Burası Amerika mı yoksa savaş bölgesi mi?

Burası Amerika mı yoksa savaş bölgesi mi?

9 Ağustos 2014'te 18 yaşındaki silahsız, Afrikalı-Amerikalı Michael Brown, Missouri, Ferguson'da bir polis memuru olan Darren Wilson tarafından vurularak öldürüldü. Olay, Ferguson polisinin güç kullanarak karşılık verdiği ve sonuç olarak polisin militarizasyonu hakkında ulusal bir tartışma başlattığı ayaklanmalara yol açtı:

  • Bir tartışma başlatmak için ne olur ve sonra yanıt olarak ne olur?
  • Çevik kuvvet polisinin görüntüleri
  • Değişen strateji
  • Bu konularla ilgili ulusal konuşmalar iyi

Çünkü bu EML [Keşfetmek manastıra ait Life] insanları haberleri takip etmiyor. Yani geçen Cumartesi, Missouri, Ferguson'da bir şey oldu—St. Louis'in bir banliyösü. Polis tarafından öldürülen 18 yaşında silahsız bir Afrikalı-Amerikalı delikanlı vardı. Cemaat %80 siyah ama belediye başkanı, polis şefi, önemli kişiler beyaz. Bu yüzden öldürülmesine karşı bir protesto oldu ve polis çok ama çok sert bir şekilde göz yaşartıcı gazla, plastik mermilerle karşılık verdi ve bu ordu teçhizatıyla, polis memurları polis gibi değil asker gibi görünerek dışarı çıktı.
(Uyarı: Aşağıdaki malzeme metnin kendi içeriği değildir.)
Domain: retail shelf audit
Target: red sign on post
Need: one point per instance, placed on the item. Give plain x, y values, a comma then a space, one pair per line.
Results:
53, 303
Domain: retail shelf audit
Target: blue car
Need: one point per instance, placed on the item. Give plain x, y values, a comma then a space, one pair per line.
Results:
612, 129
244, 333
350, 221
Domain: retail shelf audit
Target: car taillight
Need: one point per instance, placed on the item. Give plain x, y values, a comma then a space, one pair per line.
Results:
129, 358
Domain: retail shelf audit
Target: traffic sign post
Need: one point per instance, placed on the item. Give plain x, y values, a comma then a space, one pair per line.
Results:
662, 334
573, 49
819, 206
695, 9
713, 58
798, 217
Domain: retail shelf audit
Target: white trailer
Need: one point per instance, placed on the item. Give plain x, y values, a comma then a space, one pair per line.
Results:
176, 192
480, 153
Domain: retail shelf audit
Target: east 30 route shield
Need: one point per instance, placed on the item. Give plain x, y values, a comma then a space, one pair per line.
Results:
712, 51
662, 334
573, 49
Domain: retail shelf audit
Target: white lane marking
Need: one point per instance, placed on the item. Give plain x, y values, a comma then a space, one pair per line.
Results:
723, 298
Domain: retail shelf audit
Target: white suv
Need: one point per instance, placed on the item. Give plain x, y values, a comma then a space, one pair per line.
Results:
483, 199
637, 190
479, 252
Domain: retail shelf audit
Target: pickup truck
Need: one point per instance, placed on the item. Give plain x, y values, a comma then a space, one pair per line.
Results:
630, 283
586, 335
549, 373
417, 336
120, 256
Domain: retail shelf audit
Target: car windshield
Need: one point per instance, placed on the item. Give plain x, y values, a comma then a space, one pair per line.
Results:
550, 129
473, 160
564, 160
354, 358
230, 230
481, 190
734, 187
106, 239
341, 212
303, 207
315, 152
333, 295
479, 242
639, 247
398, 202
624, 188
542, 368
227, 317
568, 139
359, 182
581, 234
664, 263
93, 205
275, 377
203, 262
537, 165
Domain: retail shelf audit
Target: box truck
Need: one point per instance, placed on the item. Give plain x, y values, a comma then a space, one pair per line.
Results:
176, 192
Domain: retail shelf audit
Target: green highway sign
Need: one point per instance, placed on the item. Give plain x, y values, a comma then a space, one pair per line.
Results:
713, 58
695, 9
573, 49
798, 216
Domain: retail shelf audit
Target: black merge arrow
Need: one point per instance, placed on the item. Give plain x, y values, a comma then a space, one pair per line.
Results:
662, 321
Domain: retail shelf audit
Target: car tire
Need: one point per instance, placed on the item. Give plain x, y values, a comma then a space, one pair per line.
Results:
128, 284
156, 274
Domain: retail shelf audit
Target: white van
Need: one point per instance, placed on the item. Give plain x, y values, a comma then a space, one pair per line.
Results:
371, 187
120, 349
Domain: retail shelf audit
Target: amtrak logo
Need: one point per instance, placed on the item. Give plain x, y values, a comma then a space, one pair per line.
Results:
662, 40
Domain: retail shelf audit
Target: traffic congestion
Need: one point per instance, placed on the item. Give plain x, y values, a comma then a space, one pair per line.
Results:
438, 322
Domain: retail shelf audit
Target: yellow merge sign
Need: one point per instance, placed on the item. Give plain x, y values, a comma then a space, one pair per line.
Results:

Ayrıca protesto ettikleri en önemli şeylerden biri, sadece bu siyah adamın öldürülmesi ve silahsız olması değil, aynı zamanda polis departmanının onu öldüren polis memurunun adını açıklamak istememesiydi. Ve toplum bunu istedi. Ve bugüne kadar serbest bırakılmadı, cinayet geçen cumartesiydi.

Yani, orijinal olay sorunu vardı.

Sonra polisin nasıl tepki verdiği meselesi vardı. Yani bu genellikle insan etkileşimlerinde olur. Bir tartışmayı başlatan bir şey var ve sonra her bir tarafın buna nasıl tepki verdiği başka bir anlaşmazlık katmanı yaratıyor.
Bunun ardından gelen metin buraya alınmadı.